In my last link letter, I wrote about the murder of Leon. In that high-risk area, there have been several more deaths, mostly of young people between the ages of 16 and 30. I particularly remember going to the funeral of one, Bairon, murdered at the age of 18. It’s customary to have an open casket here and it was the second funeral I’d been to that week. The first was for a lady who had died at the age of 90 and so although you get a bit spooked about seeing a body you can kind of process it. However, seeing Bairon’s body (who had been brutally beaten to death) was not so easy. I had eaten dinner with him only a week or so before.
Murder seems to be an awkward theme to base a link letter on I suppose, but I chose it to demonstrate that amongst all the deaths, we are also seeing new life. Please don’t ignore the bad stuff that I write about, but do focus more on the good. The victory has already been won and we simply need to learn to walk in that truth.
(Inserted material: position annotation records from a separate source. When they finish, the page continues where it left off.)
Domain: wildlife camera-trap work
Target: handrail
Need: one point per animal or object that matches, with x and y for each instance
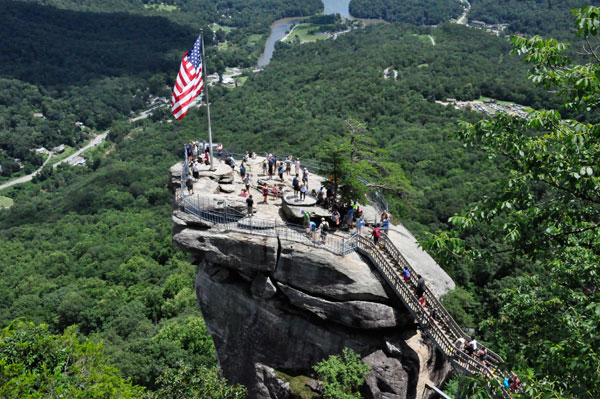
(218, 212)
(234, 220)
(432, 299)
(433, 328)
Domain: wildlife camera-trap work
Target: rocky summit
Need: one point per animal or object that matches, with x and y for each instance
(275, 298)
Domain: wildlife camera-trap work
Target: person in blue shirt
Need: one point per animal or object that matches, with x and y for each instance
(386, 224)
(360, 224)
(350, 218)
(312, 226)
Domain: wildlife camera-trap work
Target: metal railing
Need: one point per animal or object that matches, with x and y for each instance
(441, 312)
(440, 329)
(219, 212)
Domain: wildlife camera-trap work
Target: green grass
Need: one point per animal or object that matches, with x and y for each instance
(16, 175)
(5, 202)
(216, 27)
(241, 80)
(59, 157)
(298, 385)
(224, 46)
(497, 101)
(423, 39)
(161, 7)
(254, 38)
(302, 32)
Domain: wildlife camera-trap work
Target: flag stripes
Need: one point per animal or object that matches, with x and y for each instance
(188, 83)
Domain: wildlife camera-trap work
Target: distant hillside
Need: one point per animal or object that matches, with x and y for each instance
(416, 12)
(529, 17)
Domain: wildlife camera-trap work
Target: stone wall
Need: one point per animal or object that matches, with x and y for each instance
(274, 304)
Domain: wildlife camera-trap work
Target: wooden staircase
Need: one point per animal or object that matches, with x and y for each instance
(442, 329)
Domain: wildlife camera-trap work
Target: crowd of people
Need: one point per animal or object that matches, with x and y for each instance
(344, 215)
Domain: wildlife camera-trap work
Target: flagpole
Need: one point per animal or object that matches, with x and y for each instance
(212, 166)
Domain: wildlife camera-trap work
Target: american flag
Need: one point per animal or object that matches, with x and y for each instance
(189, 81)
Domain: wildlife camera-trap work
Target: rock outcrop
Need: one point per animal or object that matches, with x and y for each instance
(272, 304)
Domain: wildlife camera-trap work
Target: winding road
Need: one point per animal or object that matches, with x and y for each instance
(23, 179)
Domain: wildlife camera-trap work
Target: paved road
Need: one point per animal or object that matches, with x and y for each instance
(462, 20)
(95, 141)
(27, 178)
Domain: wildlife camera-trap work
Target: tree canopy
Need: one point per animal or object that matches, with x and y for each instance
(545, 214)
Through not just this mentoring programme but in all the other projects where I work, we see light, we see change and we see new life and opportunities. Maybe the theme of this link letter isn’t murder after all, but new life.
One last thing before I sign off. I would like to thank God for the life of Rev Paul Boughton, who went to be with the Lord earlier this year.
He was the vicar of The Benefice of Goring and Streatley, who are partnered with me. They remain in my prayers during this difficult time of continued transition. I know that Paul’s energy for mission, both in doing it himself and supporting others in it, will echo into eternity.